The rental costs have recently skyrocketed, even so, you can still find very affordable rents for 2-3 bedroom apartments starting at 500,000 pesos. A studio apartment in this area is actually quite cheap and will cost about 250,000 on upwards depending on the apartment building. This area of the city is tricky, but well worth the overall savings in transportation. Over time this area is slated to become much more touristy making this area is also a great investment opportunity. If you find the right situation, it should be close to Calle 17 through Calle 25 and from Carrera 8 to Carerra 6. This is the best area to live in also.
‘I chose my 1 bedroom, 1 bathroom apartment because it is large, modern and centrally located. It also has an elevator and a 24-hour doorman. For those reasons, and the fact that I live alone, it is more expensive than the average apartment at 600,000 pesos/$207.97′ ~ Anonymous
I pay 220,000 pesos/$76.26 (including utilities and internet) to live in the center of Pereira Colombia, in a bedroom I’m renting in an apartment. I’m pretty happy with it. Its a fair price and great location. ~ Anonymous
We are including this area even though you probably won’t find anything for rent there, not on the Centenary side at least… If you do, jump on it or tell us so that we can. The double-edged sword over here is that you might find a house, but it could be a bit outdated, especially in the kitchen and bathrooms. On the other hand some pretty nice 3-4 or more bedroom houses are here although parking is limited. This area is strata 4 which means your utilities will be much more cost-effective for the amount of space you can find. Great for artists who need a quiet area, or large families. There are some apartments in this area that periodically come available and will cost around 500,000 and up. You will need to drive, take a bus or walk a bit further to get to supermarkets/attractions etc.

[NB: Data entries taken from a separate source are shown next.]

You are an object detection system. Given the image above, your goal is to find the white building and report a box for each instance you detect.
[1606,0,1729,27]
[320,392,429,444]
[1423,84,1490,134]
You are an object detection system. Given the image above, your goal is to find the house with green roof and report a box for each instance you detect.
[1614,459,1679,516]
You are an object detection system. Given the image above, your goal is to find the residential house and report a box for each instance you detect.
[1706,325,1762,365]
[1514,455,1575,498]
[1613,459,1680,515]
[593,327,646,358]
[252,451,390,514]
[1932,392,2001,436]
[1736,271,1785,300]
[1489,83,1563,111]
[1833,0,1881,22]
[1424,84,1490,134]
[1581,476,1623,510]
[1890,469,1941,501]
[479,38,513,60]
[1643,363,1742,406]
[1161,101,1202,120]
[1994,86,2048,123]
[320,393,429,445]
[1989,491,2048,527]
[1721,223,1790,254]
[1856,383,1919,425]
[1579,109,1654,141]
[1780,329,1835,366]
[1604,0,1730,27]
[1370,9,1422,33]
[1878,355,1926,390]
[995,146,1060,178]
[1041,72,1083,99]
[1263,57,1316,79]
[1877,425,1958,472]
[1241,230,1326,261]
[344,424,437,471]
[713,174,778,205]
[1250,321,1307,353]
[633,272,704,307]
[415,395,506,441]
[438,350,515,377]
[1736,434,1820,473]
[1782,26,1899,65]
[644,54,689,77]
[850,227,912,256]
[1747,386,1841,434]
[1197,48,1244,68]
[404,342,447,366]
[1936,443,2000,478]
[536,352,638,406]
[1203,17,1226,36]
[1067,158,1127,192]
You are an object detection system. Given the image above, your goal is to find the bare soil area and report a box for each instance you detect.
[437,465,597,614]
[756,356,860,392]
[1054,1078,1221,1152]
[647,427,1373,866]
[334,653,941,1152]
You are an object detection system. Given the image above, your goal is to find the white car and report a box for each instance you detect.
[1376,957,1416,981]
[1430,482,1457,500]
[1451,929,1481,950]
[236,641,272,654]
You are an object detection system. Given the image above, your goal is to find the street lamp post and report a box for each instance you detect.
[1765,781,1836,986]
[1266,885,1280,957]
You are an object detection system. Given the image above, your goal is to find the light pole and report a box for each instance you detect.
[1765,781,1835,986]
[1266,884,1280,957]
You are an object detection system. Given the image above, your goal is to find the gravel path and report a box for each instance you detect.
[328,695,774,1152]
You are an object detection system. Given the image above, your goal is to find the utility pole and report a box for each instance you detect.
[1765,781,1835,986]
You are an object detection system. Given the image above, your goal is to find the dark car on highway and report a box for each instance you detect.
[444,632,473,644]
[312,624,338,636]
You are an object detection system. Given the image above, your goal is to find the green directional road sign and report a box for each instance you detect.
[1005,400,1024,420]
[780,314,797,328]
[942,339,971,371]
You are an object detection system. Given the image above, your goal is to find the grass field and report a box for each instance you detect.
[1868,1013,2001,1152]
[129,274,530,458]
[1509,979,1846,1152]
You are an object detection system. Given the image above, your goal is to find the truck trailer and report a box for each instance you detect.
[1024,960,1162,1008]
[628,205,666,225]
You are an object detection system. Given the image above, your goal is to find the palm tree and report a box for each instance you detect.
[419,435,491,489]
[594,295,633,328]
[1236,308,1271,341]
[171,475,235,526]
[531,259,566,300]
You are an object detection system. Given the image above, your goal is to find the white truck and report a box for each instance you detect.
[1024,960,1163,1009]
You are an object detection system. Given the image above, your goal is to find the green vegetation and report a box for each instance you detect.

I pay rent 480, 000 pesos/$166.38 for small house in a good condition , estrato 4 contains 2 reasonable bedrooms and small studio, two bathrooms, two levels, patio, small reception , nices views , safe place, there is vigilantes, 24 hours, I pay 30,000 pesos for that, services are still reasonable, around 150,000 pesos/$52.05 for energy plus water and natural gas. ~ Anonymous
Finding a place to rent can be a bit tricky, but we hope this helps clear up some of the confusion. It should also give a clear picture of what it costs to live in Pereira Colombia, the capital of the coffee region. If you would like to contribute your own statement about what it costs you, we will add it to the list. Also, if you life in a neighborhood that isn’t on the list, feel free to let us know more about it and why you recommend it. You can either comment anonymously below or email us at firstname.lastname@example.org.
If you are considering buying a property, here is one property we feel has Great Tourism Potential! Click Here
2017 Update: The conditions are pretty much the same for renting as they have been. Medium to difficult. Economic capabilities play a role in this too. Some of the best situations can be found via word of mouth. Demand is particularly high this year. There are many factors playing into the increasing difficulty to rent apartments. Tourism growth, business potential and real estate values are only a few.